Virtual and augmented reality is another space that will take leaps forward when 5G becomes widely adopted on the open market. With 5G delivering speeds of up to 4.5 gigabytes per second on a mobile network and next to no latency, every smartphone can be transformed into a VR device, anywhere at any time. 

Those innovations are not going to happen overnight. 4G was first released in 2010, but the applications that defined 4G didn’t come until much later. As PC Magazine points out, “Snapchat came in 2012, and Uber became widespread in 2013.” Based on that, we can expect the big new 5G applications to start appearing in 2021. The industry will likely be in a fairly constant state of flux leading up til then as the wireless carriers duke it out to see who can create the best 5G network first. 

5G is already available in many urban areas in the United States with more networks expected to come online in 2020. The biggest hindrance at the moment is the fact that most consumers don’t yet have a 5G capable smartphone. All of that will change over the next year. 5G-capable devices are going to be the norm in 2020, and as consumers trade old devices in a lot more people are going to find themselves utilizing a 5G network. 

This wireless revolution is not just happening in the United States. The United Kingdom already has 5G networks in place throughout most of the country. China already has ultra-high speed 5G networks in over 50 of their cities, with more coming in 2020. Other countries like Switzerland, South Korea and Germany have announced their 5G ambitions and are not far behind. 

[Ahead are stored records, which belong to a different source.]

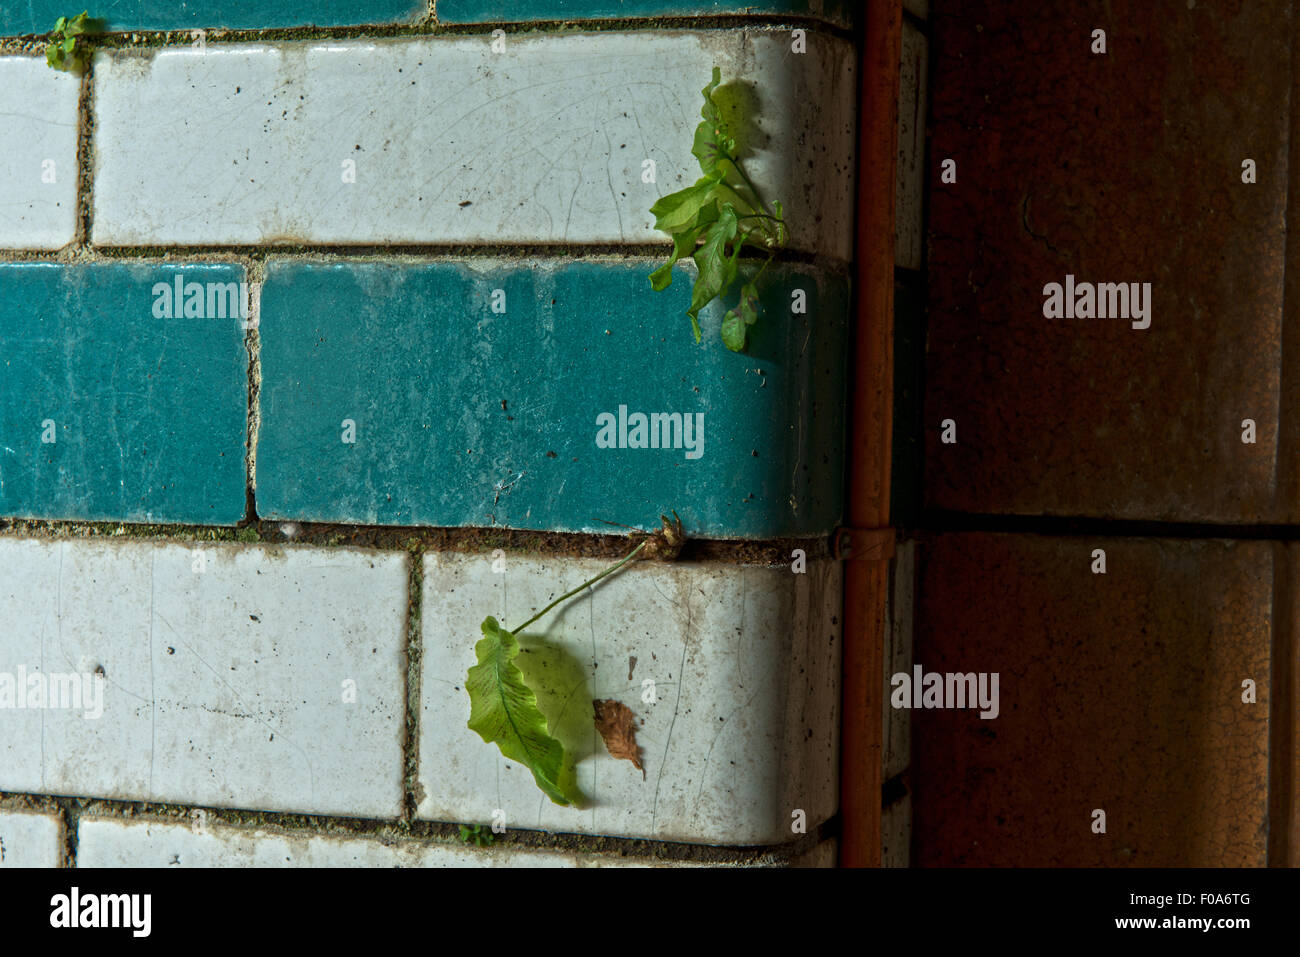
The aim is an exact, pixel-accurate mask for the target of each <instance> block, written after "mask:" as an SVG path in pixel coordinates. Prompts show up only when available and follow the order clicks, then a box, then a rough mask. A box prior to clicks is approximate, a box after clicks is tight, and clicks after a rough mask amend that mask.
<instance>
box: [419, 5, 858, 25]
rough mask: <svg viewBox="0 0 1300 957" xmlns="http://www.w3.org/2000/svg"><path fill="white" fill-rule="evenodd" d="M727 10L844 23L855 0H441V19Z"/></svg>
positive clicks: (499, 17)
mask: <svg viewBox="0 0 1300 957" xmlns="http://www.w3.org/2000/svg"><path fill="white" fill-rule="evenodd" d="M727 13H732V14H736V13H746V14H759V13H767V14H781V13H787V14H793V16H798V17H816V18H819V20H826V21H827V22H829V23H835V25H839V26H850V25H852V22H853V13H854V12H853V4H852V3H850V1H849V0H758V3H745V0H438V22H439V23H476V22H484V21H487V22H506V21H528V20H593V18H598V17H620V18H621V17H698V16H718V14H727Z"/></svg>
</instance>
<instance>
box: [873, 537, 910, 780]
mask: <svg viewBox="0 0 1300 957" xmlns="http://www.w3.org/2000/svg"><path fill="white" fill-rule="evenodd" d="M889 572H891V580H892V588H891V592H889V596H888V598H887V601H888V605H887V606H885V668H884V676H883V677H884V687H883V689H881V694H883V697H881V701H883V702H884V707H883V709H881V710H883V718H884V731H883V736H884V737H883V740H884V767H883V774H884V780H889V779H891V778H893V776H896V775H900V774H902V772H904V771H906V770H907V766H909V765H910V763H911V710H910V709H905V707H900V709H896V707H892V706H891V703H889V696H891V694H892V693H893V689H894V688H893V684H892V681H891V679H892V677H893V676H894V675H897V674H900V672H902V674H905V675H911V635H913V610H914V607H915V593H917V583H915V576H917V544H915V542H898V546H897V550H896V553H894V559H893V562H892V563H891V566H889Z"/></svg>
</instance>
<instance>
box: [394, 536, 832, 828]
mask: <svg viewBox="0 0 1300 957" xmlns="http://www.w3.org/2000/svg"><path fill="white" fill-rule="evenodd" d="M606 566H607V563H603V562H595V560H590V559H559V558H549V559H542V558H534V557H526V555H515V554H503V555H498V557H494V555H493V554H481V555H473V554H450V553H434V554H429V555H426V557H425V564H424V607H422V615H421V622H422V638H424V648H422V680H421V697H422V702H421V711H420V785H421V788H422V798H421V801H420V805H419V814H420V817H421V818H432V819H435V820H491V819H493V815H494V813H497V811H498V810H499V811H500V813H502V814H504V822H506V826H507V827H519V828H530V830H543V831H564V832H577V833H603V835H620V836H633V837H647V839H656V840H671V841H689V843H701V844H781V843H789V841H793V840H797V839H798V837H800V836H801V835H802V833H814V832H815V828H816V826H818V824H820V823H823V822H824V820H826V819H827V818H829V815H831V814H832V813H833V811H835V807H836V805H837V775H836V768H837V765H839V694H840V681H839V668H840V650H841V649H840V633H839V624H837V623H839V616H840V568H839V566H837V564H833V563H824V562H815V563H811V564H810V566H809V567H807V571H806V572H805V573H794V572H793V571H792V570H790V568H788V567H777V568H768V567H754V566H735V564H697V563H684V564H662V563H647V562H646V563H642V562H637V563H633V564H632V566H628V567H627V568H625V570H623V571H621V572H619V573H617V575H615V576H611V577H608V579H606V580H604V581H602V583H601V584H599V585H598V586H597V588H595V589H591V590H590V592H586V593H584V594H581V596H578V597H577V598H575V599H573V601H571V602H569V603H567V605H564V606H563V607H560V609H558V610H556V611H554V612H551V615H549V616H547V618H545V619H542V620H541V622H539V623H538V624H537V625H534V627H530V628H529V629H528V631H526V632H525V635H524V636H521V640H520V645H521V648H523V651H521V654H520V657H519V659H516V662H517V663H519V666H520V667H521V668H523V670H524V674H525V676H528V677H529V679H530V681H532V683H533V687H534V689H536V690H537V693H538V706H539V707H541V710H542V713H543V714H545V715H546V716H547V720H549V722H550V728H551V733H552V735H555V736H556V737H558V739H559V740H560V742H562V744H564V745H565V750H567V753H568V755H569V759H571V762H572V763H571V766H569V767H571V768H572V774H573V775H575V778H573V780H576V783H577V787H578V789H580V791H581V793H582V794H584V796H585V797H586V800H585V802H584V805H582V806H580V807H578V806H569V807H562V806H558V805H552V804H551V802H550V801H549V800H547V798H546V797H545V796H543V794H542V793H541V792H539V791H538V789H537V785H536V784H534V783H533V778H532V775H530V774H529V772H528V770H526V768H524V767H520V766H519V765H517V763H516V762H512V761H507V759H504V758H503V757H502V755H500V753H499V752H498V749H497V748H495V745H490V744H486V742H484V740H482V739H481V737H478V735H477V733H474V732H473V731H471V729H469V728H468V727H465V722H467V720H468V718H469V696H468V693H467V692H465V690H464V679H465V672H467V670H468V668H469V666H472V664H473V663H474V642H476V641H477V640H478V638H480V637H481V635H480V629H478V625H480V623H481V622H482V620H484V618H486V616H487V615H494V616H495V618H497V619H498V620H499V622H500V623H502V624H503V625H506V627H517V625H519V624H521V623H523V622H524V620H525V619H526V618H528V616H529V615H532V614H534V612H536V611H539V610H541V609H542V607H543V606H545V605H547V603H549V602H550V601H551V599H552V598H555V597H558V596H559V594H562V593H563V592H564V590H568V589H571V588H575V586H577V585H578V584H580V583H581V581H584V580H585V579H589V577H591V576H593V575H595V573H597V572H598V571H601V570H602V568H604V567H606ZM494 567H495V568H497V570H494ZM602 698H615V700H617V701H620V702H623V703H624V705H627V706H628V707H629V709H632V711H633V713H634V714H636V715H637V719H638V723H637V726H636V736H637V742H638V745H640V748H641V753H642V763H643V765H645V774H643V775H642V772H640V771H637V770H636V768H634V767H633V766H632V763H630V762H628V761H619V759H615V758H612V757H610V754H608V753H607V752H606V749H604V745H603V742H602V741H601V739H599V736H598V733H597V731H595V728H594V724H593V718H591V701H593V700H602ZM800 827H802V828H803V830H798V828H800Z"/></svg>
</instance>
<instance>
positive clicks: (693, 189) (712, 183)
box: [650, 172, 722, 233]
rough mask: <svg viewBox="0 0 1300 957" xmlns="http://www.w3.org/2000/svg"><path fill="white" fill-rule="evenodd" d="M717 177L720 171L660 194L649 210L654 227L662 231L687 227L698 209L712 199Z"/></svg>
mask: <svg viewBox="0 0 1300 957" xmlns="http://www.w3.org/2000/svg"><path fill="white" fill-rule="evenodd" d="M719 179H722V173H719V172H714V173H708V174H706V176H703V177H701V178H699V179H698V181H695V185H694V186H688V187H686V189H684V190H677V191H676V192H669V194H668V195H667V196H662V198H660V199H659V200H658V202H656V203H655V204H654V205H653V207H650V212H651V213H653V215H654V217H655V224H654V226H655V229H662V230H663V231H664V233H679V231H681V230H682V229H689V228H690V225H692V222H694V220H695V217H697V216H698V215H699V211H701V209H702V208H703V207H706V205H707V204H708V203H710V200H712V199H714V195H712V194H714V189H715V187H716V186H718V181H719Z"/></svg>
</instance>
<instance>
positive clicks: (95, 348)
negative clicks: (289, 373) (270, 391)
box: [0, 263, 248, 524]
mask: <svg viewBox="0 0 1300 957" xmlns="http://www.w3.org/2000/svg"><path fill="white" fill-rule="evenodd" d="M243 281H244V273H243V269H240V268H239V267H233V265H170V264H159V265H152V264H149V265H140V264H118V263H100V264H88V265H59V264H48V263H9V264H4V265H0V373H3V377H0V515H4V516H21V518H39V519H78V520H114V521H155V523H164V521H175V523H195V524H200V523H201V524H234V523H237V521H239V519H240V518H242V516H243V511H244V485H246V481H244V475H246V468H244V436H246V432H247V410H248V387H247V365H248V355H247V351H246V348H244V345H243V338H244V330H243V328H242V322H243V320H242V317H240V316H239V315H235V311H234V308H231V306H234V307H235V308H242V307H239V304H238V302H235V300H233V299H231V296H239V295H240V293H242V291H243V290H242V289H240V285H239V283H240V282H243ZM177 282H179V283H181V285H179V291H181V298H179V300H178V302H177V304H178V308H175V309H173V308H172V304H173V300H174V299H175V295H174V294H175V290H177V289H178V287H177ZM164 299H165V300H166V302H165V303H164ZM164 306H165V307H164Z"/></svg>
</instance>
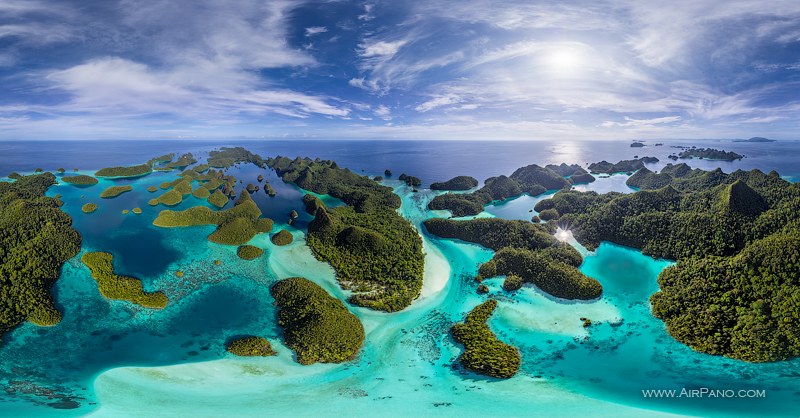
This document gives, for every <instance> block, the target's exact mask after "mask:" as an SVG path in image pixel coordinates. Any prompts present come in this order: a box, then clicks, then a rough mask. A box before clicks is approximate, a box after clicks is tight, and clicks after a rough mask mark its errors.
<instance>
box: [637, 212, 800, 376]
mask: <svg viewBox="0 0 800 418" xmlns="http://www.w3.org/2000/svg"><path fill="white" fill-rule="evenodd" d="M658 282H659V285H660V286H661V289H662V291H661V292H658V293H656V294H654V295H653V296H652V298H651V300H652V305H653V314H654V315H655V316H657V317H658V318H660V319H662V320H664V322H665V323H666V325H667V329H668V330H669V332H670V334H671V335H672V336H674V337H675V338H676V339H678V340H679V341H681V342H683V343H685V344H687V345H689V346H690V347H692V348H694V349H695V350H698V351H702V352H706V353H710V354H722V355H726V356H730V357H734V358H738V359H741V360H746V361H757V362H760V361H775V360H785V359H788V358H792V357H796V356H799V355H800V309H798V306H799V305H800V223H798V222H797V221H795V222H794V224H791V225H787V227H785V228H784V229H783V230H781V231H780V232H777V233H775V234H772V235H770V236H768V237H767V238H763V239H760V240H756V241H753V242H752V243H751V244H750V245H748V246H747V247H745V249H744V250H742V251H741V252H740V253H739V254H737V255H735V256H733V257H718V256H710V257H705V258H700V257H690V258H686V259H683V260H680V261H678V264H677V265H675V266H673V267H670V268H668V269H666V270H664V272H663V273H662V274H661V275H660V276H659V279H658Z"/></svg>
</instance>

5G will soon be the norm throughout the world, but the networks are expensive to create and take time to get operational. All of the major wireless carriers will offer high-band 5G networks at some point, but that isn’t going to happen overnight. If you are someone who likes to be an early-adopter of new technology, purchasing a 5G-capable device now might be a great idea! If you’re not, there’s no harm in waiting until the technology is more ubiquitous.